Tengo que decir que estoy muy lastimado 

que no será fácil volver a empezar…

Leonel García Núñez de Cáceres

Perdono y Olvido

            Yo quiero suponer que el presidente López se encontró con un tesoro que no quería buscar, en la detención del ex director general de Pemex Emilio Lozoya Austin, en un lujoso fraccionamiento –con dos campos de 18 hoyos de golf – en Málaga, España, en donde la policía nacional, siguiendo una solicitud de la Interpol y una sospecha largamente cultivada, le sorprendió y le capturó cuando se identificó con una licencia mexicana de conducir a nombre de otra persona.

            Sin duda, en la política de comunicación del presidente López, estructurada encima de la convicción de que la mejor forma de sortear los problemas graves del país que gobierna es encontrar elementos de gran atractivo mediático para distraer la atención del populacho: el avión presidencial y su venta-no venta, renta-no renta, rifa-no rifa, es tal vez el mejor ejemplo. Con ese sainete y otros, el presidente ha evitado que le pongamos atención a los verdaderos problemas de los mexicanos: la violencia siniestra, cínica y cada vez más sangrienta, la crisis del sistema de salud pública y la escasez de medicamentos importantes entre otras de sus manifestaciones, y el estancamiento económico que no se podrá solucionar haciendo una rifa de lo que sea, para que los empresarios compren cada vez  con mayor entusiasmo su cachito para hacerle frente a la emergencia de capital.

            Oscar Wilde lo advirtió hace tiempo: ten cuidado con lo que deseas; se puede convertir en realidad.

            Es cierto que la detención de Lozoya Austin es un golpe informativo largamente esperado, como lo será el subsecuente proceso de extradición –o no- para ser juzgado en México por cuantiosos malos manejos de cifras millonarias en dólares. 

            Es verdad que en aras de la corrección política, y eventualmente del nuevo y torpe código de procedimientos penales, yo debería referirme a Lozoya Austin como un presunto culpable. La sociedad mexicana, sin embargo, lo ha declarado indudablemente culpable de haber participado en la fraudulenta compra-venta de una planta quebrada de fertilizantes en complicidad con el señor Ancira, de Altos Hornos de México, pero especialmente de haber recibido diez millones y medio de dólares en soborno de la empresa brasileña Odebrecht, especialista continental en sobornar a cuanto político sobornable hay. Los primeros en señalar a Emilio como el recipendario del soborno fueron los directivos de la Odebrecht.

            Pero eso no es lo importante. El  celebre abogado de Lozoya, Javier Coello Trejo, que en algún tiempo lejano fue apodado “el fiscal de hierro”, al enterarse de la detención de su cliente, dijo una frase muy cierta mientras hacía maletas para trasladarse a España a armar la nueva defensa: Emilio no actuó solo.

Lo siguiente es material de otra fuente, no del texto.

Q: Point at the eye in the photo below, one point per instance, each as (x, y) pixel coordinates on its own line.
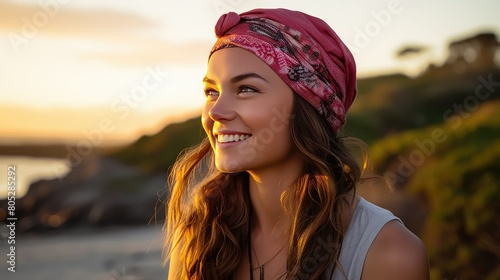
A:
(210, 92)
(246, 89)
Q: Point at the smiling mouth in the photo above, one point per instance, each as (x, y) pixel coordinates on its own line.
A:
(228, 138)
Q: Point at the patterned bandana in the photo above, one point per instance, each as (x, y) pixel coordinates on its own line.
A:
(303, 50)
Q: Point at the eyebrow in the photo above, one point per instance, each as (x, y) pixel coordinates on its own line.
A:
(238, 78)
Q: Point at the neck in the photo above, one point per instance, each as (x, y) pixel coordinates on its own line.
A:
(266, 188)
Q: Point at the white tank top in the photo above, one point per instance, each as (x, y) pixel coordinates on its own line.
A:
(366, 222)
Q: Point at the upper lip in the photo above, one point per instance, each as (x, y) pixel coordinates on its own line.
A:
(228, 132)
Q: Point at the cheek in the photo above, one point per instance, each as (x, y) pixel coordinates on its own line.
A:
(207, 123)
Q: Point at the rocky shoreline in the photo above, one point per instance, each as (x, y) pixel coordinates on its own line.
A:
(99, 191)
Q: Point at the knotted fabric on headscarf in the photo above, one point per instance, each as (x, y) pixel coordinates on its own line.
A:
(303, 50)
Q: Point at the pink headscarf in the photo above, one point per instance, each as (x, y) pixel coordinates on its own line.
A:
(303, 50)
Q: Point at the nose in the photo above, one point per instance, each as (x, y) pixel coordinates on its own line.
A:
(222, 109)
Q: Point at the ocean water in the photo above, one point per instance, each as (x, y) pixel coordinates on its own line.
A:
(28, 170)
(87, 254)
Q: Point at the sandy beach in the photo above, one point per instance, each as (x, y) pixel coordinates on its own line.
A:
(91, 254)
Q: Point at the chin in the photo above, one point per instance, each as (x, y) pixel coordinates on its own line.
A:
(229, 167)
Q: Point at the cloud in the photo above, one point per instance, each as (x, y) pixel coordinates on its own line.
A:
(59, 21)
(130, 40)
(153, 52)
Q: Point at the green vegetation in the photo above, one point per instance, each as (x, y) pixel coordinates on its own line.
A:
(459, 181)
(433, 137)
(158, 152)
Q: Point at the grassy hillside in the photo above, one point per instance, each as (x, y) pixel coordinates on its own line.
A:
(436, 137)
(156, 153)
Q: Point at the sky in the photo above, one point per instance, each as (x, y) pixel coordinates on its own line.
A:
(110, 71)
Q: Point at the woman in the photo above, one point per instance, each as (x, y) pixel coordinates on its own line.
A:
(270, 193)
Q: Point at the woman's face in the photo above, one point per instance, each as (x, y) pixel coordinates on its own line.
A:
(247, 112)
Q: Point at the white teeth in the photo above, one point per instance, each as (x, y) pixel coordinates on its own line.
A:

            Se ha repetido hasta la saciedad que el jefe inmediato del hoy detenido como director de Pemex era el secretario de Hacienda de entonces, como presidente del consejo de administración de la empresa, Luis Videgaray. Pero eso es atole con el dedo. Videgaray no actuó solo. Sabemos con certeza absoluta que lo que se hace en Pemex es ordenado –incluso hoy, y hoy más que nunca- por el presidente de la República. Es voz generalizada que los dineros chuecos que pudo haber recibido Lozoya fueron canalizados, si no en su integridad, a financiar la campaña de Enrique Peña Nieto y otros gastos igualmente oscuros.

            Si Emilio no actuó solo y llega a ser extraditado a México luego de un juicio que puede durar dieciocho meses o más, tendrá que explicar bajo qué órdenes y de quién delinquió. Los índices acusadores apuntarán a Peña Nieto, por lo menos. En contradicción a la reiterada afirmación del presidente López del perdón y olvido, de que no hay que mirar al pasado, sino al futuro, implicando un acuerdo de inmunidad para Peña Nieto, que el presidente López no admite, mientras lanza todas sus baterías de rencor hacia Calderón, Fox y Salinas.

            Ganando, el presidente López pierde: tendrá que actuar contra Peña Nieto.

            Para ello, acudirá a un recurso que ya cansa: si la ciudadanía junta las firmas suficientes que la ley exige para convocar a un plebiscito que lleve a Peña a juicio, a juicio se le llevará. 

            Si el presidente López quiere que se junten las firmas necesarias, se juntarán. Y, como dice el filósofo de Güemez, si no, no.

PARA LA MAÑANERA.-  Señor Presidente, con todo respeto: los huerfanitos que le quedaron de la cena del miércoles, no nos los podría vender con descuento a los mexicanos que no fuimos a comer tamales de chipilín?